Skip site navigation (1) Skip section navigation (2)

Strange behavior: pgbench and new Linux kernels

From: Greg Smith <gsmith(at)gregsmith(dot)com>
To: pgsql-performance(at)postgresql(dot)org
Subject: Strange behavior: pgbench and new Linux kernels
Date: 2008-04-17 07:58:43
Message-ID: Pine.GSO.4.64.0804170230180.26917@westnet.com (view raw or flat)
Thread:
Lists: pgsql-performance
This week I've finished building and installing OSes on some new hardware 
at home.  I have a pretty standard validation routine I go through to make 
sure PostgreSQL performance is good on any new system I work with.  Found 
a really strange behavior this time around that seems related to changes 
in Linux.  Don't expect any help here, but if someone wanted to replicate 
my tests I'd be curious to see if that can be done.  I tell the story 
mostly because I think it's an interesting tale in hardware and software 
validation paranoia, but there's a serious warning here as well for Linux 
PostgreSQL users.

The motherboard is fairly new, and I couldn't get CentOS 5.1, which ships 
with kernel 2.6.18, to install with the default settings.  I had to drop 
back to "legacy IDE" mode to install.  But it was running everything in 
old-school IDE mode, no DMA or antyhing.  "hdparm -Tt" showed a whopping 
3MB/s on reads.

I pulled down the latest (at the time--only a few hours and I'm already 
behind) Linux kernel, 2.6.24-4, and compiled that with the right modules 
included.  Now I'm getting 70MB/s on simple reads.  Everything looked fine 
from there until I got to the pgbench select-only tests running PG 8.2.7 
(I do 8.2 then 8.3 separately because the checkpoint behavior on 
write-heavy stuff is so different and I want to see both results).

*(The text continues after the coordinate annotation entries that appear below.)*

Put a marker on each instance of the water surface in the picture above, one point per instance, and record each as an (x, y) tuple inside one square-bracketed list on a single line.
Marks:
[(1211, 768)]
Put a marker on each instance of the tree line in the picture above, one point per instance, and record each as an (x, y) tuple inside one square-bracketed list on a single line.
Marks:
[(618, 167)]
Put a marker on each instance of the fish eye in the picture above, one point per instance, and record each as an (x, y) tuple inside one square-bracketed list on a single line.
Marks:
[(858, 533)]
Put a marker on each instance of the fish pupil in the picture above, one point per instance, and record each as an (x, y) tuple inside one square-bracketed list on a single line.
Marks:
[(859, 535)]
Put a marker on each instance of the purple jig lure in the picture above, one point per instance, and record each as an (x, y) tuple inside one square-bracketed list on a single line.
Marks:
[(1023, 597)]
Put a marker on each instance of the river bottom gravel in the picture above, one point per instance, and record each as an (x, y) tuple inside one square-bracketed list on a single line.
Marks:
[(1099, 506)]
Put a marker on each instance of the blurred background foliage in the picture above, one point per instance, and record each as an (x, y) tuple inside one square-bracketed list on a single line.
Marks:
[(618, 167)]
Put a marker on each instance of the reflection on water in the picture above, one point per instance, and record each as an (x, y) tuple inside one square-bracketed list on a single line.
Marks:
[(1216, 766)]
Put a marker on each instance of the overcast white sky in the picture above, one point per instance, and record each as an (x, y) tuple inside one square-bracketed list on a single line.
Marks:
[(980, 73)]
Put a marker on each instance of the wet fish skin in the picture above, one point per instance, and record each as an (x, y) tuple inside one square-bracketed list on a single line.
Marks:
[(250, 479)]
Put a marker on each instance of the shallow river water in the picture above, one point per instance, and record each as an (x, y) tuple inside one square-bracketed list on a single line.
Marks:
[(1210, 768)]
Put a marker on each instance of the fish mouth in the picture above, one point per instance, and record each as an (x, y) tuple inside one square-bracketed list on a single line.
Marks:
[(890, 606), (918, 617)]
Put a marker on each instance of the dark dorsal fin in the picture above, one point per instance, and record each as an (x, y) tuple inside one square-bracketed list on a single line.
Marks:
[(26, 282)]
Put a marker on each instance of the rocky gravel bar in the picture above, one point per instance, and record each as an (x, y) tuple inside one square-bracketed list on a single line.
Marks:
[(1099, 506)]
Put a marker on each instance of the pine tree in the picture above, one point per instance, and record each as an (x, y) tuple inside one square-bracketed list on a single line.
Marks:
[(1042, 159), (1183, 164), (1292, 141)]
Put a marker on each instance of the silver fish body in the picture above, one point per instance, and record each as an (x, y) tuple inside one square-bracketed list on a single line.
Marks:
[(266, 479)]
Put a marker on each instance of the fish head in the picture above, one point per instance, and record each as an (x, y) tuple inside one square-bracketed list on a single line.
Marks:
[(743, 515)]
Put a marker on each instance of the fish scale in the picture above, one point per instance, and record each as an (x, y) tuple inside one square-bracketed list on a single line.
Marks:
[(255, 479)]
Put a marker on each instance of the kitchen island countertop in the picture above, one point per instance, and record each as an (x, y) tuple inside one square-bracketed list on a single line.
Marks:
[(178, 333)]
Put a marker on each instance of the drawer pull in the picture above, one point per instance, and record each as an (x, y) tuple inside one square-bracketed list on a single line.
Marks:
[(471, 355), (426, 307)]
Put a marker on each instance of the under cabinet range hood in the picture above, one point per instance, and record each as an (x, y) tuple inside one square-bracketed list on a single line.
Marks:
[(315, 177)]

Here's the regular thing I do to see how fast pgbench executes against 
things in memory (but bigger than the CPU's cache):

-Set shared_buffers=256MB, start the server
-dropdb pgbench (if it's already there)
-createdb pgbench
-pgbench -i -s 10 pgbench	(makes about a 160MB database)
-pgbench -S -c <2*cores> -t 10000 pgbench

Since the database was just written out, the whole thing will still be in 
the shared_buffers cache, so this should execute really fast.  This was an 
Intel quad-core system, I used -c 8, and that got me around 25K 
transactions/second.  Curious to see how high I could push this, I started 
stepping up the number of clients.

There's where the weird thing happened.  Just by going to 12 clients 
instead of 8, I dropped to 8.5K TPS, about 1/3 of what I get from 8 
clients.  It was like that on every test run.  When I use 10 clients, it's 
about 50/50; sometimes I get 25K, sometimes 8.5K.  The only thing it 
seemed to correlate with is that vmstat on the 25K runs showed ~60K 
context switches/second, while the 8.5K ones had ~44K.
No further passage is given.